阮靈芝轉過臉,向毛倩倩介紹起來,“這位是大學時和我同寢室的,不修邊幅的李碧珠同志。”
李碧珠放下漁具,先跟毛倩倩打過招呼,面對阮靈芝時瞬間變臉色,“你知道我平時幾點起床塗脂抹粉嗎,要不是跑客戶累得我洗頭都沒力氣,能把頭髮絞了嗎!”
阮靈芝坐着鞠躬,“您辛苦了。”
接着又對李碧珠介紹,“倩倩是我公司的同事,她說一直很想去釣魚,就把她帶來了。”
李碧珠點頭,“有什麼不會的就問我,雖然我也不算大師,但是在釣魚方面還是有些經驗的。”
毛倩倩綻開向日葵般的笑臉,“謝謝碧珠姐。”
李碧珠愣了一下。
阮靈芝竊笑,“對,你碧珠姐還有釣魚協會資格證。”
三人坐成一排。李碧珠看似全神貫注地盯着魚塘平靜的水面,卻偏頭向阮靈芝,悄悄說,“才畢業一年多就成‘姐’了。”
阮靈芝也輕聲回應,“以前學弟們一口一個師姐叫你的時候,不也挺開心的嘛。”
李碧珠:“能一樣嗎!”
罩着魚塘的綠網攔不住陽光破霧照射下來,水面的浮漂一動不動,如同浸在死湖裏半響沒個動靜。
阮靈芝吸鼻子,用正常的音調說,“天氣這麼冷,魚都凍死了吧。”
李碧珠操心道,“沒常識就多看動物世界好嗎。”
阮靈芝噘嘴,“我對那些大型動物們,有點怕。”
毛倩倩湊過頭來說,“誒為什麼,多可愛呀,我最喜歡金毛犬了,又帥又萌。”
阮靈芝:“只要離我五米,不對,十米以外,就非常可愛。”
對她這番言論,李碧珠和毛倩倩站在統一戰線,交換了一個眼神。
李碧珠取走她釣到的第三條魚唇上的鉤子,光膩膩的魚尾猛烈地拍了起來,它掙扎着滑進桶里,像醉了一般擺幾下身,不動了。

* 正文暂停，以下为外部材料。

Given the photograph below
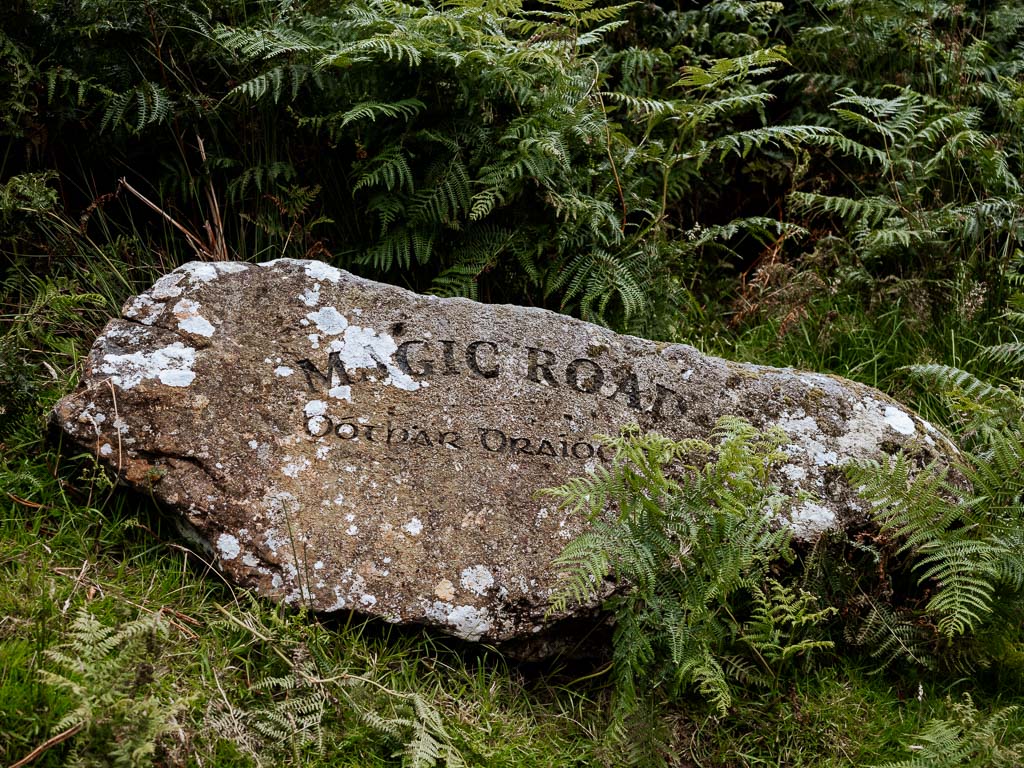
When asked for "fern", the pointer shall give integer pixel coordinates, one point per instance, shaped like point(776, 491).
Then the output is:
point(682, 535)
point(112, 676)
point(968, 737)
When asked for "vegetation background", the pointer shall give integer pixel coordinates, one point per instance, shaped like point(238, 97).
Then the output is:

阮靈芝又打了個哈欠,這是她第五個哈欠,比李碧珠釣到的魚還多。
李碧珠問:“昨晚沒睡好?”
阮靈芝:“大姨媽來了。”
李碧珠輕笑,“那你還出來釣魚,夠拼的。”
阮靈芝嘆了口氣,“自己撒的謊,跪着也要圓完。”
說到這裏,阮靈芝想起讓她一大清早出來釣魚的‘罪魁禍首’,那個黑社會。
“對了,珠兒……”
李碧珠抬了抬眉毛,阮靈芝跟着問她,“你記得梁安嗎?”
李碧珠神情微變,嘴唇動了動,搖頭,“不記得,他是誰啊?”
“小紈絝。”目光集中在水面的阮靈芝沒有察覺,還提醒了她。
聽到這個昵稱,李碧珠表現出一副恍然大悟的樣子,“哦,他啊……”
“怎麼突然間提到他。”李碧珠邊收魚線,邊問道。
阮靈芝也百思不得其解這人怎麼突然間出現,撇撇嘴說,“他昨天到我公司來了。”
李碧珠眼睛睜大了些,“找你嗎?”
阮靈芝:“怎麼可能,好像是來討債。”
李碧珠點點頭,沒有搭腔,似乎若有所思。
阮靈芝又開口,“不過,他向我要手機號,還說什麼一起吃飯。”
李碧珠:“那你答應了?”
阮靈芝:“這就更不可能了,不管他有什麼企圖,他都不是我喜歡的類型,再說我們也不合適。”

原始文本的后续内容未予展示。